NFS client/buffer cache deadlock

Fri Apr 15 08:06:24 PDT 2005

On Fri, Apr 15, 2005 at 03:21:08PM +0200, Marc Olzheim wrote:
> On Fri, Apr 15, 2005 at 01:08:21AM -0400, Brian Fundakowski Feldman wrote:
> > I'll spare a lengthy write-up because I think the patch documents it well
> > enough.  It certainly appears to fix things here when doing very large
> > block-sized writes, but it also reduces the throughput with those block
> > sizes.  (I don't think there should be any difference when using reasonable
> > block sizes).
> 
> Is this supposed to fix kern/79208 ?

Yes, it does; would you like to try a more recent version of the patch?
It's actually against -STABLE, but it needs to be tested in -CURRENT if
it's going ot try to make it into 5.x (or hopefully 5.4-RELEASE).

See: <http://green.homeunix.org/~green/nfs_client.deadlock.patch>

This also implements non-blocking writes for NFS clients and will
do the right thing (perform a continuous write, flushing as it goes,
and causing no drop in performance) for "non-atomic" I/O, but I
don't know of any interface that allows you to do non-atomic writes.

Buggy applications can break because of this.  The behavior is almost
never going to be different until you start trying to use extremely
large (say, over a megabyte) writes: if you actually depend on writes
being complete and atomic, you check that what you intended to write
(a reasonable amount) was exactly what was written in a single system
call.  If you don't, then you're supposed to correctly handle short
writes by completing them yourself.

If your application expects to have multiple interleaved appenders do
the right thing for these giant writes, I don't expect it will work.
The implmentation, but not the manpage, would continue to match the
POSIX semantics (with regard to short writes).
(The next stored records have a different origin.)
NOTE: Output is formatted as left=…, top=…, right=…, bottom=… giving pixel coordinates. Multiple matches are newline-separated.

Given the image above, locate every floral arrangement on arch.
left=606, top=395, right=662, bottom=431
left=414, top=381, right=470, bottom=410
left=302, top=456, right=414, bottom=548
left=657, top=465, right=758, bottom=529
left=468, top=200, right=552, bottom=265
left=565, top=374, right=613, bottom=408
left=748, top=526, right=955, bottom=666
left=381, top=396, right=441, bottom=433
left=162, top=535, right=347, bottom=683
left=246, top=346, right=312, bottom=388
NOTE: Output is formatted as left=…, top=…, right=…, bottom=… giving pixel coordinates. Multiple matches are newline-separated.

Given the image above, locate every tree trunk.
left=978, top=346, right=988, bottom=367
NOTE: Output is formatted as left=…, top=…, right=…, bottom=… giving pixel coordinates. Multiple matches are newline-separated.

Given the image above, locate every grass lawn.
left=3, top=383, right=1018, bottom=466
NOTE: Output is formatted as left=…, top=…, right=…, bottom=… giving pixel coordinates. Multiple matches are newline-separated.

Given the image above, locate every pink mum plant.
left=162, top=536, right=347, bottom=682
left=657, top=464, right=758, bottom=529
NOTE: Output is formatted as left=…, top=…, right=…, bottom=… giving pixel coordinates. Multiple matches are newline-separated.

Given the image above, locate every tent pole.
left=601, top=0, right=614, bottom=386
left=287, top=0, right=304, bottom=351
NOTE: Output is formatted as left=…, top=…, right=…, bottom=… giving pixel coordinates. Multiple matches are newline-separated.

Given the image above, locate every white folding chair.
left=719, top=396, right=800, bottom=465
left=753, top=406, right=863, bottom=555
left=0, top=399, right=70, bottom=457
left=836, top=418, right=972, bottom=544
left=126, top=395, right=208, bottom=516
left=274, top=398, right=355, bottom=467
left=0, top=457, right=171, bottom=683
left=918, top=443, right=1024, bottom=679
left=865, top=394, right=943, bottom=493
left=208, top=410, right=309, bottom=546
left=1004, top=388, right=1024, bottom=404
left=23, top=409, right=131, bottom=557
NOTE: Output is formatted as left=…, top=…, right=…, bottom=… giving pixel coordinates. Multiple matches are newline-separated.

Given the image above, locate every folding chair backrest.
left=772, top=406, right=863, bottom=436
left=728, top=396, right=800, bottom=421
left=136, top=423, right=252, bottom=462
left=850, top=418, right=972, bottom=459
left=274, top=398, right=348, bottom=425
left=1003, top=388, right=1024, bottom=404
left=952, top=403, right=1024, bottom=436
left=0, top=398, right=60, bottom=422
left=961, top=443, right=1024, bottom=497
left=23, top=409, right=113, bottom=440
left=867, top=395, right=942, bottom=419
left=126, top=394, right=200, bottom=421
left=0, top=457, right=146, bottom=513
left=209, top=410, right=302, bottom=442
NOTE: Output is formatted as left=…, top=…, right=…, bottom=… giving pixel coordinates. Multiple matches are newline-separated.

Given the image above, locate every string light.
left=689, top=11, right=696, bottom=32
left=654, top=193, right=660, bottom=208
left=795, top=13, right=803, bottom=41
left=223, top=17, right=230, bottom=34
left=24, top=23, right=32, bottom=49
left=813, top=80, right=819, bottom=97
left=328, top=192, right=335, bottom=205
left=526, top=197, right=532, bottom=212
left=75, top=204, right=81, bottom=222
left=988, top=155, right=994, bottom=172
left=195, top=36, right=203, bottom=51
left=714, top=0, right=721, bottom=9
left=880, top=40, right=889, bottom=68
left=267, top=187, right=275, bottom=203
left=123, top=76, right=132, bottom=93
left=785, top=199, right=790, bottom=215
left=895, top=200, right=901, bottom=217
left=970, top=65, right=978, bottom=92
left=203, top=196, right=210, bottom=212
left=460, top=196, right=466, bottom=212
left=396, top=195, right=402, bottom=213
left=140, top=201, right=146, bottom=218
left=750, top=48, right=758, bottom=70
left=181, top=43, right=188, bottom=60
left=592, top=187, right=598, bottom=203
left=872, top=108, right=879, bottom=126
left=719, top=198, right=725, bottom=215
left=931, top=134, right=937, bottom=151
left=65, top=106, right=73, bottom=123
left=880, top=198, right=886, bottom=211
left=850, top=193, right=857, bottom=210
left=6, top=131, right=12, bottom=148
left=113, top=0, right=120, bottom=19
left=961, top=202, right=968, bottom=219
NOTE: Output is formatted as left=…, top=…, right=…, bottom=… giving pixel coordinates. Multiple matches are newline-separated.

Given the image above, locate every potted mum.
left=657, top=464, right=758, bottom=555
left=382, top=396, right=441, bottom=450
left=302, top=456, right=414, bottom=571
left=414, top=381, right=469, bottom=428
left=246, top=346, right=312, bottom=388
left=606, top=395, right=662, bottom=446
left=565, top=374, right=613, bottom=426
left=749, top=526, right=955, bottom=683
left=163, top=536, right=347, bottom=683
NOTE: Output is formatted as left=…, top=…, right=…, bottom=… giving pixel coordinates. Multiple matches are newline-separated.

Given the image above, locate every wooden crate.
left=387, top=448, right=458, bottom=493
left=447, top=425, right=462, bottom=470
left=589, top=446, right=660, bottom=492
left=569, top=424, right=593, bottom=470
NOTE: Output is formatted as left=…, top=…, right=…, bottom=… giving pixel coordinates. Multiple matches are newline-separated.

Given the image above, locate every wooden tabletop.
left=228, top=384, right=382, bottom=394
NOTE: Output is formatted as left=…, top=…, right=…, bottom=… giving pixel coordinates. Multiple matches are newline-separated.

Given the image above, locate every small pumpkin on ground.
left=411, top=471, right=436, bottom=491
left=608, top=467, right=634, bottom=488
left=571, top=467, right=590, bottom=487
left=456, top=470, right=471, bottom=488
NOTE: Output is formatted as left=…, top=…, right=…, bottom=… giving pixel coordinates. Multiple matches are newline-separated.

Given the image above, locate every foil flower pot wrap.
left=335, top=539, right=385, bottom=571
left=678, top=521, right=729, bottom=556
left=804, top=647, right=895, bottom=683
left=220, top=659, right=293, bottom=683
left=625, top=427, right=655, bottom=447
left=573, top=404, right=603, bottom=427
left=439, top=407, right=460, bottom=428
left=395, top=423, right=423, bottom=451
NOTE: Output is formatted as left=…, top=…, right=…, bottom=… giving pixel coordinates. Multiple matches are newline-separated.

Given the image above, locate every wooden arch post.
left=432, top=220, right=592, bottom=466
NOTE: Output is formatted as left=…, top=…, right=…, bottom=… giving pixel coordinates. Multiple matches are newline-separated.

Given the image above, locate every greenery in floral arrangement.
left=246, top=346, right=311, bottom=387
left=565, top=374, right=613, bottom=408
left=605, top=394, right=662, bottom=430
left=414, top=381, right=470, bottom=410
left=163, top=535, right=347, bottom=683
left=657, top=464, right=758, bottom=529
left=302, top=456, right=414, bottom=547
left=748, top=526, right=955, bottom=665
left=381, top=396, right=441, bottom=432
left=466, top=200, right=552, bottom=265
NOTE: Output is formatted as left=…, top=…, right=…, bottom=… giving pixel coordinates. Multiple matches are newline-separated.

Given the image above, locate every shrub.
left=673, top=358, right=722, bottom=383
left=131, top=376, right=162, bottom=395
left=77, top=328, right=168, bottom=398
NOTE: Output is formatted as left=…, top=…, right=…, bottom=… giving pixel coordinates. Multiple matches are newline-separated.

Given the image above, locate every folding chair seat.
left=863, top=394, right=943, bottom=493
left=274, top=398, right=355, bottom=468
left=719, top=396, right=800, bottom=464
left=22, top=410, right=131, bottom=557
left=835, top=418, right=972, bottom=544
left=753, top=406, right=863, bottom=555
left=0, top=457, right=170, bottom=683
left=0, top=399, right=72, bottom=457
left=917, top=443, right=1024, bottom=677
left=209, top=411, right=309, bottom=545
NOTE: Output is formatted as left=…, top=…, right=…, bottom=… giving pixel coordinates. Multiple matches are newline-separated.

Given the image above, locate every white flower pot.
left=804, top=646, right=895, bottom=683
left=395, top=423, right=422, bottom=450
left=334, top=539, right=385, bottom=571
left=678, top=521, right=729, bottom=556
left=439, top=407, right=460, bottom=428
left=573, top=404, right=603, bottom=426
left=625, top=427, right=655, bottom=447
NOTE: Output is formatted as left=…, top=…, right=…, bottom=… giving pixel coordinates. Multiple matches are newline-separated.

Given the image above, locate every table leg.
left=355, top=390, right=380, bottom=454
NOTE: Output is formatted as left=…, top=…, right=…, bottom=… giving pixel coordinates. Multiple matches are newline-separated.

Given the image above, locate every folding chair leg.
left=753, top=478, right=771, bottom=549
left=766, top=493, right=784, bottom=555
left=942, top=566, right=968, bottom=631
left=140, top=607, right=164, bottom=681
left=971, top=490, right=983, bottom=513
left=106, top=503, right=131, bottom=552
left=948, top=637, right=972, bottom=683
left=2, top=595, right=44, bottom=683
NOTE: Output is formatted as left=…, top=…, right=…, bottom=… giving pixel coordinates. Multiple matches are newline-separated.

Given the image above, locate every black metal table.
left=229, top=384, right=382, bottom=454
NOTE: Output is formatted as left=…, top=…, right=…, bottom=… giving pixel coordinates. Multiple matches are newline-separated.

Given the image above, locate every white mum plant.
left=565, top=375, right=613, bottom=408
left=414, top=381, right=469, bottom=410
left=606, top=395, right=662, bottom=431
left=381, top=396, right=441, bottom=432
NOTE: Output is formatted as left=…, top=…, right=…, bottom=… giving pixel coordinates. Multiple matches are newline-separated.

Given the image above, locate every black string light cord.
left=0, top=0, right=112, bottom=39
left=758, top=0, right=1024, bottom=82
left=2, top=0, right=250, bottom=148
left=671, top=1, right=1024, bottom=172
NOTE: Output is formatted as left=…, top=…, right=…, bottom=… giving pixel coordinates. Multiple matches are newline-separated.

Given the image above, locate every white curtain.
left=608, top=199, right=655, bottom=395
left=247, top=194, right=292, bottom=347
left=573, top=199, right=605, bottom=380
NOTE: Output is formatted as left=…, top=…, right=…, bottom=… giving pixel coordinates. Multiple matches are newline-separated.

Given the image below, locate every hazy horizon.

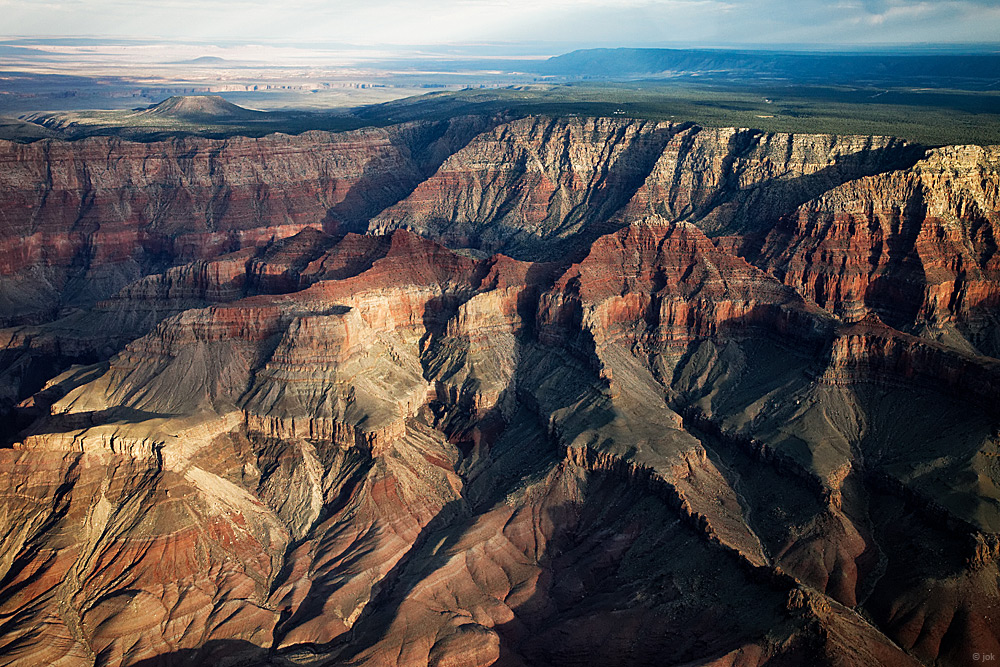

See: <http://www.opengroup.org/onlinepubs/009695399/functions/write.html>

If it expects NFS-level append atomicity of large writes, it will not
get that.  If it expects local-machine-level append atomicity of large
writes, it could get that if we provide an interface for !IO_UNIT.
Note that file locking is also an option...  I don't believe there is
any way to provide unlimited-sized, retryable (in the NFS atomic
transaction level), NFS client writes.

-- 
Brian Fundakowski Feldman                           \'[ FreeBSD ]''''''''''\
  <> green at FreeBSD.org                               \  The Power to Serve! \
 Opinions expressed are my own.                       \,,,,,,,,,,,,,,,,,,,,,,\